その間、アルティシアは、顔を真っ赤にしたり、硬直したり……。あるいはニヘラァと笑みを浮かべるなど、直前までゲッソリとしていた彼女の雰囲気は、すっかりどこかへと消え去っていたようである。理由は不明だが、何か嬉しかったり緊張したりすることがあったらしい。
「あとはこの辺に大きめのブローチがあれば完璧なのですが……まぁ、取りあえず、これでも付けておきましょうか」
といって小枝が異相空間から取り出したのは、純銀の塊。地下の温泉で、金と共に採掘出来た銀を集めて作ったインゴットである。
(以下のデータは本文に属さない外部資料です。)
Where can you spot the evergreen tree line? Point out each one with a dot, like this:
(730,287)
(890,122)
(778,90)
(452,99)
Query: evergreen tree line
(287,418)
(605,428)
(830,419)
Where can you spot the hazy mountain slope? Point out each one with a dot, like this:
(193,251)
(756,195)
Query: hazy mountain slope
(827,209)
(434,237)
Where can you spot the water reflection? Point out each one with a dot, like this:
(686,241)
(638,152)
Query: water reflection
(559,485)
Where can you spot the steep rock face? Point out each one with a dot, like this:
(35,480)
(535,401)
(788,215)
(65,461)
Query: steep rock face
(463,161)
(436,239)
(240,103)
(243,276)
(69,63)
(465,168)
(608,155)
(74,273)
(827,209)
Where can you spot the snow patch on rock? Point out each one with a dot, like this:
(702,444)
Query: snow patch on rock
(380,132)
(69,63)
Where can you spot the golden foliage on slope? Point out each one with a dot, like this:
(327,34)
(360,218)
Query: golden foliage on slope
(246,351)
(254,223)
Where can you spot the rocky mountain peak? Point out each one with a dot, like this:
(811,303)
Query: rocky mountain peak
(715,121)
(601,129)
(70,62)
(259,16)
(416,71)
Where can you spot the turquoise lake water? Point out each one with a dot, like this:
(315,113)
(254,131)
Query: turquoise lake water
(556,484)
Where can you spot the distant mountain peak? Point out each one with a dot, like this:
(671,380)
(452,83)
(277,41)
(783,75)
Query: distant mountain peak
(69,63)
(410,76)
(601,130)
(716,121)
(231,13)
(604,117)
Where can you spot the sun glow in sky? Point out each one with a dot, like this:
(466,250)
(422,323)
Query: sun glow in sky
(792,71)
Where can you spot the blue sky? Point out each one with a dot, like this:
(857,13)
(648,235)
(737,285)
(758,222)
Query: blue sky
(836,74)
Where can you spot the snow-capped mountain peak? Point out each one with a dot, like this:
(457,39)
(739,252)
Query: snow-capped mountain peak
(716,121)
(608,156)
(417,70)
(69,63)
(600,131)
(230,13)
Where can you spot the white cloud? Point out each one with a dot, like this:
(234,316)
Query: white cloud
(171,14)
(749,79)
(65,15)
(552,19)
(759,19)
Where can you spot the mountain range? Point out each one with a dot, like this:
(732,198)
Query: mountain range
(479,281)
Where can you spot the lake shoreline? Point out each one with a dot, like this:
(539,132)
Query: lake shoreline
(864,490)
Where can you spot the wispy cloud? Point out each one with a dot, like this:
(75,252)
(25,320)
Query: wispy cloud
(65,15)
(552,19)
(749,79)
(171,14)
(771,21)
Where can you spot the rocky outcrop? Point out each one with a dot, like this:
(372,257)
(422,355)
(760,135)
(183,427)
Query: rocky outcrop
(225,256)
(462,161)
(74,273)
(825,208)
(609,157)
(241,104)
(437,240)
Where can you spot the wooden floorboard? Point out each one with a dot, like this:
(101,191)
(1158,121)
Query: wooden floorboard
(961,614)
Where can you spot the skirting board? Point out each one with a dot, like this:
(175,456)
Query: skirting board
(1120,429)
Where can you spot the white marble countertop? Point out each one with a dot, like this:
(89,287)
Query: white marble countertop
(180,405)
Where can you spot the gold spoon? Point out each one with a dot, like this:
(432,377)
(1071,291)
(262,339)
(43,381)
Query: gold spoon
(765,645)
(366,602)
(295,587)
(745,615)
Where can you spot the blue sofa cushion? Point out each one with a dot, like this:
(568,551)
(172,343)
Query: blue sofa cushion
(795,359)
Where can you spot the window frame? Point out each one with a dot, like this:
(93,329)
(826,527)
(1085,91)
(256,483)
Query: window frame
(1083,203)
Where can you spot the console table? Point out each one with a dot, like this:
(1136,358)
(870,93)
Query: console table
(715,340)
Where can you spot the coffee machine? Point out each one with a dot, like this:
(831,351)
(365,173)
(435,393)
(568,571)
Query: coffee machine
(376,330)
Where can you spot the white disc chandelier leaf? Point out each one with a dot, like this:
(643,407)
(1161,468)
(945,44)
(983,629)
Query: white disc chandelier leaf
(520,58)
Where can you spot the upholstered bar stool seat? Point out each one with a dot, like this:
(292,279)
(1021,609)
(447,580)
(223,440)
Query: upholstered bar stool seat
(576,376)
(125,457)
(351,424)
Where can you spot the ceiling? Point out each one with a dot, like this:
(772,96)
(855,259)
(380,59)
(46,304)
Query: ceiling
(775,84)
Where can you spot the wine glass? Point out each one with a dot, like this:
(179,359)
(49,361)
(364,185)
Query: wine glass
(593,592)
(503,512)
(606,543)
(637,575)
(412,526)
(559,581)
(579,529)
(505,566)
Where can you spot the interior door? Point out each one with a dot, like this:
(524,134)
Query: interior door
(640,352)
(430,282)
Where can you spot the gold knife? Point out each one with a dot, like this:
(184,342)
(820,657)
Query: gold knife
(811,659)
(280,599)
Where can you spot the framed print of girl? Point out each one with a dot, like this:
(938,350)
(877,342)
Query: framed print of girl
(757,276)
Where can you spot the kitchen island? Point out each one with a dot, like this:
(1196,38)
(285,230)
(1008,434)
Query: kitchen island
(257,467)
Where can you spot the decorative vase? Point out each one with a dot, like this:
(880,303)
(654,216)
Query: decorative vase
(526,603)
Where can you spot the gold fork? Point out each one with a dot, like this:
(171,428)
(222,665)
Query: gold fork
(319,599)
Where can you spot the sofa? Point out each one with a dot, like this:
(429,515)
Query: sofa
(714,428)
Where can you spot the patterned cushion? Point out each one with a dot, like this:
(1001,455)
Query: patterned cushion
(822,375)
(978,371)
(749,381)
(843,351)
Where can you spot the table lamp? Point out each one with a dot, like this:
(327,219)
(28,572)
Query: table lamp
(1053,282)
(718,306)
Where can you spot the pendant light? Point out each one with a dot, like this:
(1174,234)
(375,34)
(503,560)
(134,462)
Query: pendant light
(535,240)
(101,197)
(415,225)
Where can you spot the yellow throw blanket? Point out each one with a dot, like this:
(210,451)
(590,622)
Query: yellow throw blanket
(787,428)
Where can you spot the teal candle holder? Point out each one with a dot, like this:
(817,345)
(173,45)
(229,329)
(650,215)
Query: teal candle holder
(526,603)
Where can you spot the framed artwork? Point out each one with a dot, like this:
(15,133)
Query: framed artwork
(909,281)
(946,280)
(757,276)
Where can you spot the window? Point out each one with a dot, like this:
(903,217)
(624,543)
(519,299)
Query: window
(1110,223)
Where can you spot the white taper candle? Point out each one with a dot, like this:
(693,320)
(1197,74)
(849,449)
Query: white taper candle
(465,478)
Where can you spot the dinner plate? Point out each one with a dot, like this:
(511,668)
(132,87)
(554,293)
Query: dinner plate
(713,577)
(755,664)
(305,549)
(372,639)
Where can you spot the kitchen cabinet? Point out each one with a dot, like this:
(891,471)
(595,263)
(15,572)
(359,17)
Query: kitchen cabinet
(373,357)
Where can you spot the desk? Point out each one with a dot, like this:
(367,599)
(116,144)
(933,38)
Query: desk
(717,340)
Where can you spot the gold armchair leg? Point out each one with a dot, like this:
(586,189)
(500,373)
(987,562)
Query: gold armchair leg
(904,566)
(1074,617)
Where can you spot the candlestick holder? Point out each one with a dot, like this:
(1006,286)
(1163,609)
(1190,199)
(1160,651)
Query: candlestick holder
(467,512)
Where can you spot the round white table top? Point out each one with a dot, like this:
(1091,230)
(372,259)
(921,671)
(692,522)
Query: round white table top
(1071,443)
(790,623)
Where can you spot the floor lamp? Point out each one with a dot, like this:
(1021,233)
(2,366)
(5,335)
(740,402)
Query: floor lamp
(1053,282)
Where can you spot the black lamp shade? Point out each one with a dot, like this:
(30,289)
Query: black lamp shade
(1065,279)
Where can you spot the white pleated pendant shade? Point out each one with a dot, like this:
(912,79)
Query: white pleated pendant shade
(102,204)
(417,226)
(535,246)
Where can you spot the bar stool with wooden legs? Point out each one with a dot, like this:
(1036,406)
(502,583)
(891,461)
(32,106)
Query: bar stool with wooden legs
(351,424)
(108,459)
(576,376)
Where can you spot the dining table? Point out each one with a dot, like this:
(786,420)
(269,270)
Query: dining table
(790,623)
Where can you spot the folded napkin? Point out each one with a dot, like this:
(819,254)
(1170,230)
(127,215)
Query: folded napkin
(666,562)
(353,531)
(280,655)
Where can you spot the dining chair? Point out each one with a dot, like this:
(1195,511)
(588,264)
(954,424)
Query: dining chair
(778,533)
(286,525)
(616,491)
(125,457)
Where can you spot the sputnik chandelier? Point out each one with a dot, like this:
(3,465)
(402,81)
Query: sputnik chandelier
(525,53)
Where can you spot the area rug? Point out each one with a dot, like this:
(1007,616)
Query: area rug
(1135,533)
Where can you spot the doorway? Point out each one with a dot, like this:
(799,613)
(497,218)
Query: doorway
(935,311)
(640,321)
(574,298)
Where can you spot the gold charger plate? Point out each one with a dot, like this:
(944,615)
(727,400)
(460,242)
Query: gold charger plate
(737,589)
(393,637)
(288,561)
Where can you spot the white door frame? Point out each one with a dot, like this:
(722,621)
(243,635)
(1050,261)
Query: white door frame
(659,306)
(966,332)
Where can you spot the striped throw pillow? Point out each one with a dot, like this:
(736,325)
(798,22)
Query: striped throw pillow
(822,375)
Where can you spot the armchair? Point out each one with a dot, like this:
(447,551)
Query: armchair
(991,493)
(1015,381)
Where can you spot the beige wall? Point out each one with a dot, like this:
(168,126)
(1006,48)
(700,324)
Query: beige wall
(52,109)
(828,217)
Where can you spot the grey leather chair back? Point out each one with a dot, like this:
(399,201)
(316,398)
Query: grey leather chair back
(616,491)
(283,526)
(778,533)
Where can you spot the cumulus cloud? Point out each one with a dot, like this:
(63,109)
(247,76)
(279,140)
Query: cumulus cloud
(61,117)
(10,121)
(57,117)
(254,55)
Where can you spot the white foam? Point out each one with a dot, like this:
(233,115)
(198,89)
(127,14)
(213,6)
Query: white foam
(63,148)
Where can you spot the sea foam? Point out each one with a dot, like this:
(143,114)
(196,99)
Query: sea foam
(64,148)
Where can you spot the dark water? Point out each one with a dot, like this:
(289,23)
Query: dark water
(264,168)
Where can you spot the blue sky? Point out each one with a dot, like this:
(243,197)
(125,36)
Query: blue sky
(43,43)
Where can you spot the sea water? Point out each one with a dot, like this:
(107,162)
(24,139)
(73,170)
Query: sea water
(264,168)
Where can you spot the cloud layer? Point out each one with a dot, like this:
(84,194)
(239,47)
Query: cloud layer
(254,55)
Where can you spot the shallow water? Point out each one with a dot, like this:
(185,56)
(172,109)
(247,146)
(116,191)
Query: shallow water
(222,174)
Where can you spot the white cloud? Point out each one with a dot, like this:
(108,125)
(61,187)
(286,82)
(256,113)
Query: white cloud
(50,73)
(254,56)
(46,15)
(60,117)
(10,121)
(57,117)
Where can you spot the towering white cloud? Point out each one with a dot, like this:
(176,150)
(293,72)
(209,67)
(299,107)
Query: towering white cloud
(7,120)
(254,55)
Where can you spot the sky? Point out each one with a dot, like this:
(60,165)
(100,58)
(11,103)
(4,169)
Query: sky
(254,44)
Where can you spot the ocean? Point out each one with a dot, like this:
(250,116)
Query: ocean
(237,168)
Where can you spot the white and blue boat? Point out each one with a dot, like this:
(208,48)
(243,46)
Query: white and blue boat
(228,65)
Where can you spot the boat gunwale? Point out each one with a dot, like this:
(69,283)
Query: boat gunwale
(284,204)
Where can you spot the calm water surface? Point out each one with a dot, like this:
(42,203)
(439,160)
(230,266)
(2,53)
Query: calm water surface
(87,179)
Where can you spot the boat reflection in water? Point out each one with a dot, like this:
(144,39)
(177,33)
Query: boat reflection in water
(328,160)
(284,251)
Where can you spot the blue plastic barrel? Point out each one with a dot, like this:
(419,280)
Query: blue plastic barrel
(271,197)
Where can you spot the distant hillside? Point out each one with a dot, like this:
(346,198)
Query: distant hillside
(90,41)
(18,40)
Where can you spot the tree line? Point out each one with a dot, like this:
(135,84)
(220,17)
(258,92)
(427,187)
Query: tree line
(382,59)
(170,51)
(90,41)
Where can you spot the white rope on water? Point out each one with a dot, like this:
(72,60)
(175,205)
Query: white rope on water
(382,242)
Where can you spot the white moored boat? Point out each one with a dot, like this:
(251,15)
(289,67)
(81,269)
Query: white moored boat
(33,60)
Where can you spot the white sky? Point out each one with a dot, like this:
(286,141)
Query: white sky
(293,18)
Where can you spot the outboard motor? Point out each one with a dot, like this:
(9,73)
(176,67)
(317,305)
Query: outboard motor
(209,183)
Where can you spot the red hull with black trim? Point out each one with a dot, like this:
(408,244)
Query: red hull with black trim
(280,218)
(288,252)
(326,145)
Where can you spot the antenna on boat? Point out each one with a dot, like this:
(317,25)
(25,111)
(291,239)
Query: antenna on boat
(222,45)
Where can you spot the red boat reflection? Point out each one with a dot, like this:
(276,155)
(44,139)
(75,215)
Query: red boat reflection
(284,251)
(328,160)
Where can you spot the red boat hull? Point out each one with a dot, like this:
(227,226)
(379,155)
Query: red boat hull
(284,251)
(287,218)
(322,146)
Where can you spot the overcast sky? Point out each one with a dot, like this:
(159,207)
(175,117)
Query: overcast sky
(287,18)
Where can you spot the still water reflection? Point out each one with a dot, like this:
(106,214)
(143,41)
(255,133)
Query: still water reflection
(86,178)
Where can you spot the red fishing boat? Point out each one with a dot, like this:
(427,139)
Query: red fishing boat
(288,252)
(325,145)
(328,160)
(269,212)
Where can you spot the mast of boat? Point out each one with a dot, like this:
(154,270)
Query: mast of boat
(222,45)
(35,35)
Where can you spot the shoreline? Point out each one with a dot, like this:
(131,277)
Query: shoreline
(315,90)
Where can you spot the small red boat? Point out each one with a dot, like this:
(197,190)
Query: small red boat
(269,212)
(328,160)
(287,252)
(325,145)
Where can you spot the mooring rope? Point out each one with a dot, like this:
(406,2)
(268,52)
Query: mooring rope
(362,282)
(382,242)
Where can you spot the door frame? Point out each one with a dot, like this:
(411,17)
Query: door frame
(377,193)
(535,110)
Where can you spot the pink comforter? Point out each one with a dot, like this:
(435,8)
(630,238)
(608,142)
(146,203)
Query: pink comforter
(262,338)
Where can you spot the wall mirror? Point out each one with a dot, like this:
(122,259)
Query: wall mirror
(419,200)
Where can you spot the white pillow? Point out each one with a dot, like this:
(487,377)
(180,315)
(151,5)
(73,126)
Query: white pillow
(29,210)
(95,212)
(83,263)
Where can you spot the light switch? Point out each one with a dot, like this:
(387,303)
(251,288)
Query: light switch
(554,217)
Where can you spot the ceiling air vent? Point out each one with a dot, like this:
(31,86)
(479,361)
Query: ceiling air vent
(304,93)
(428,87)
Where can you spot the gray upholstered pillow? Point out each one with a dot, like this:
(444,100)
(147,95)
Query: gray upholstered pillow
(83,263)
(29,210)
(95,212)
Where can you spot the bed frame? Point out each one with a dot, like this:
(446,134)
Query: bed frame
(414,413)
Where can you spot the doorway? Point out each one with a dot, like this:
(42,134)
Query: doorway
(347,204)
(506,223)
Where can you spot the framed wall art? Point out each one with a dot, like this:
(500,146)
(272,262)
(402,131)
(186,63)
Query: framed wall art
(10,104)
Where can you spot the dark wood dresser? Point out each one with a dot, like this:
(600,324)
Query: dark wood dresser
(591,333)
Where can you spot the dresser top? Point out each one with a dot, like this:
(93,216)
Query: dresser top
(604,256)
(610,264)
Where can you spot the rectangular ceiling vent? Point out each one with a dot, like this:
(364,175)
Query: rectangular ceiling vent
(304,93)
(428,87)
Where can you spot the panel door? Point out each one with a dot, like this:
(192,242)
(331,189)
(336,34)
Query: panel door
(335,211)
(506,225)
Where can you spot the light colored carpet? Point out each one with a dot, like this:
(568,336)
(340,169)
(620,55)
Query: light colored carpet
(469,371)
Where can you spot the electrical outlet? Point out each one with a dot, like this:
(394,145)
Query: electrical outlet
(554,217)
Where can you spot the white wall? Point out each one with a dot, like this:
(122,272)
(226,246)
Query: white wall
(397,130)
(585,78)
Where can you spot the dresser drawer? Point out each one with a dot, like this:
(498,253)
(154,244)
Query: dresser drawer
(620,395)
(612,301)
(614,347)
その一部を、柔らかい粘度のようにつかみ取ると……。それを手で捏ねて瞬く間にブローチに変えてしまう。その作業はアルティシアの背中で行われ、かつエカテリーナから見て小枝の影で行われていたので、2人が気付くことは無かった。唯一、ノーチェからは見えていたようだが、小枝の手の中にあったものが金ではなかったためか、彼女はすぐに興味を失ってしまった様子だった。
「はい、これをこう取り付けて……完成です」
そして小枝がその場を離れると、エカテリーナの目に、アルティシアの姿が入ってくる。
「……すばらしい……すばらしいですわ!」
アルティシアのその姿を見たエカテリーナは、興奮気味にそう口にすると、両手で自身の頬を押さえて、そして、きゃぁー、といわんばかりに悶え始めた。
すると、まるでシーソーのように、アルティシアがゲッソリとした表情を浮かべるのだが、肩からチラリと見える赤いショールに目を向けて、ふたたびニンマリと笑みを浮かべて、そして——、
「えへへ……って、あれ?この布、もしかして……」ちらっちらっ
——見る角度によって色が変わることに気付いて、目を見開いた。
そんな彼女に対し、小枝が説明を始める。
「この布は見る角度によって色が変わる、蝶の羽のような性質があります。それ自体でも綺麗なのですが、実はこの布、ただ装飾品でも服装の一部でもなく、防具です」
「「えっ……」」
「もしも誰かに刺されそうになった時は、身体にこの布を巻いて受け止めてください。多分、グラウベルさんが10人くらい寄ってたかって刺してきたとしても、まずアルティシアちゃんの事を傷付けることは不可能だと思いますので」
「「えっ……」」
シルクのように柔らかく、羽のように軽いというのに、グラウベルの攻撃にも耐えられる……。小枝の説明は、アルティシアたちにとって、すぐには理解出来るものではなかったらしく、しばらく2人とも赤いショールを物珍しそうに見ては、にんまりとニヤけたり、自分も欲しいとハンカチを噛んだり……。何やら殺伐とした雰囲気を醸し出していたようだ。